We apply our method to three mature, widely-used, and diverse database systems-DBite, TiDB, and Cockroach-and found 53 unique, previously unknown bugs.
- Score: 6.789710498230718
- License: http://arxiv.org/licenses/nonexclusive-distrib/1.0/
- Abstract: Database systems are widely used to store and query data. Test oracles have
been proposed to find logic bugs in such systems, that is, bugs that cause the
database system to compute an incorrect result. To realize a fully automated
testing approach, such test oracles are paired with a test case generation
technique; a test case refers to a database state and a query on which the test
oracle can be applied. In this work, we propose the concept of Query Plan
Guidance (QPG) for guiding automated testing towards "interesting" test cases.
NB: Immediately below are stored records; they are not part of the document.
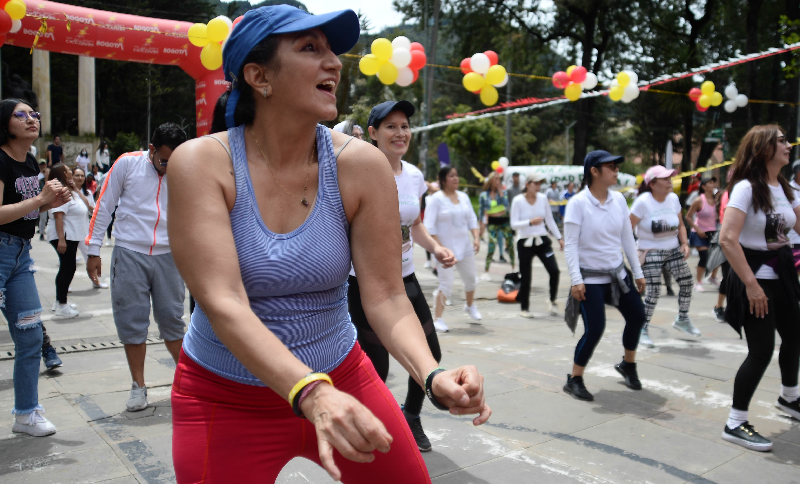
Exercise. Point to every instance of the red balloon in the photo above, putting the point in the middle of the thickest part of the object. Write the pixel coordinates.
(561, 80)
(5, 22)
(578, 75)
(465, 67)
(418, 60)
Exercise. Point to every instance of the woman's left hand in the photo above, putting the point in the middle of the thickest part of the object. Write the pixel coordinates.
(461, 390)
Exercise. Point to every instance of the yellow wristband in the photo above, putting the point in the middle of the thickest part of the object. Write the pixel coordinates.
(311, 377)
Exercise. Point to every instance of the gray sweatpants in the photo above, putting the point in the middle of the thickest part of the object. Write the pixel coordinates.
(136, 279)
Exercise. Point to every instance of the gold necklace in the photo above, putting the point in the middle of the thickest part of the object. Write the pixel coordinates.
(308, 170)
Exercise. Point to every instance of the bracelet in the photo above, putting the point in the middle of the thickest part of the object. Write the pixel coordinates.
(429, 391)
(299, 386)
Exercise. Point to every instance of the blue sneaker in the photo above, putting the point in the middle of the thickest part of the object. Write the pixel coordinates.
(51, 359)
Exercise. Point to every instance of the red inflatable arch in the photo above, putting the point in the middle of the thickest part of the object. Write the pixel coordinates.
(82, 31)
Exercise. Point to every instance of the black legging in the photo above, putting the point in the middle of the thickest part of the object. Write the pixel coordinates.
(545, 254)
(66, 269)
(377, 352)
(760, 332)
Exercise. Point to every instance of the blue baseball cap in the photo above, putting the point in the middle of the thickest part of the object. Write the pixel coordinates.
(341, 28)
(599, 157)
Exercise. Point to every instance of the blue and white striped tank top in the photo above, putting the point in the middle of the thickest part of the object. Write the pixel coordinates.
(296, 282)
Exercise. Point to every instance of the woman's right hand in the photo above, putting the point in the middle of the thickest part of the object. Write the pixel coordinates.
(759, 302)
(579, 292)
(345, 424)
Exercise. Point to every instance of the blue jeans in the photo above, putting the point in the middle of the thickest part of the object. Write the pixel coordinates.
(19, 301)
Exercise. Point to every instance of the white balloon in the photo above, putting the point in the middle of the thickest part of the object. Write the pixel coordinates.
(405, 76)
(401, 57)
(590, 82)
(741, 100)
(480, 63)
(401, 42)
(503, 82)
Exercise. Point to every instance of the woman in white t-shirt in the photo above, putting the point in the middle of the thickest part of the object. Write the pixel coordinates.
(390, 131)
(763, 287)
(656, 217)
(596, 224)
(451, 221)
(531, 218)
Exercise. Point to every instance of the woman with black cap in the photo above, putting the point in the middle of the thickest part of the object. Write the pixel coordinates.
(390, 131)
(597, 223)
(271, 341)
(763, 288)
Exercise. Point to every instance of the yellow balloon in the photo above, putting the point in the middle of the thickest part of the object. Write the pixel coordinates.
(382, 49)
(15, 9)
(198, 35)
(473, 82)
(496, 74)
(388, 73)
(489, 95)
(369, 65)
(573, 91)
(217, 30)
(211, 56)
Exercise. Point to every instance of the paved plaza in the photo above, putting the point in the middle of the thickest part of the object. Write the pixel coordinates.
(669, 432)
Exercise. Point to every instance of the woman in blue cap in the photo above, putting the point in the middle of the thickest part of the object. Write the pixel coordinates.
(597, 223)
(287, 204)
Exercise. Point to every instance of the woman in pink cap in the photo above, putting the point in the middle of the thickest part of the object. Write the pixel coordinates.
(662, 243)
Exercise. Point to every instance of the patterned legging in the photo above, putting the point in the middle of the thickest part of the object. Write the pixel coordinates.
(508, 239)
(673, 261)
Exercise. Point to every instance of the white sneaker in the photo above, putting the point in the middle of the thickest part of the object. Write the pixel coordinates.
(33, 424)
(138, 398)
(66, 311)
(472, 311)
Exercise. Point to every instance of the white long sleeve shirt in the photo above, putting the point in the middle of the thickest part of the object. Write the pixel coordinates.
(522, 212)
(139, 194)
(594, 232)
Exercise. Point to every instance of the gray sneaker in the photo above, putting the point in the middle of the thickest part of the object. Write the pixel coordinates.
(138, 398)
(685, 326)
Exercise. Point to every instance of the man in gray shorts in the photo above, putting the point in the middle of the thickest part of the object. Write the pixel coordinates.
(141, 263)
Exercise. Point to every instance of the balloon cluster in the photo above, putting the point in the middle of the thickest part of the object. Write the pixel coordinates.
(574, 81)
(706, 96)
(483, 75)
(735, 100)
(500, 165)
(624, 87)
(396, 62)
(211, 37)
(11, 17)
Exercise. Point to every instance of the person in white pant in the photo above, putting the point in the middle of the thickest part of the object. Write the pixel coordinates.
(451, 221)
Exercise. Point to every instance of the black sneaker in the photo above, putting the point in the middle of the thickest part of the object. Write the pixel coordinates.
(577, 389)
(51, 359)
(415, 424)
(792, 409)
(746, 436)
(628, 371)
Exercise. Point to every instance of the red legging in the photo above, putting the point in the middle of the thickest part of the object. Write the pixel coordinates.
(225, 431)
SQL and other query languages are declarative. Thus, to execute a query, the
database system translates every operator in the source language to one of
potentially many so-called physical operators that can be executed; the tree of
physical operators is referred to as the query plan. Our intuition is that by
steering testing towards exploring diverse query plans, we also explore more
interesting behaviors-some of which are potentially incorrect. To this end, we
propose a mutation technique that gradually applies promising mutations to the
database state, causing the DBMS to create diverse query plans for subsequent
queries. We applied our method to three mature, widely-used, and
extensively-tested database systems-SQLite, TiDB, and CockroachDB-and found 53
unique, previously unknown bugs. Our method exercises 4.85-408.48X more unique
query plans than a naive random generation method and 7.46X more than a code
coverage guidance method. Since most database systems-including commercial
ones-expose query plans to the user, we consider QPG a generally applicable,
black-box approach and believe that the core idea could also be applied in
other contexts (e.g., to measure the quality of a test suite).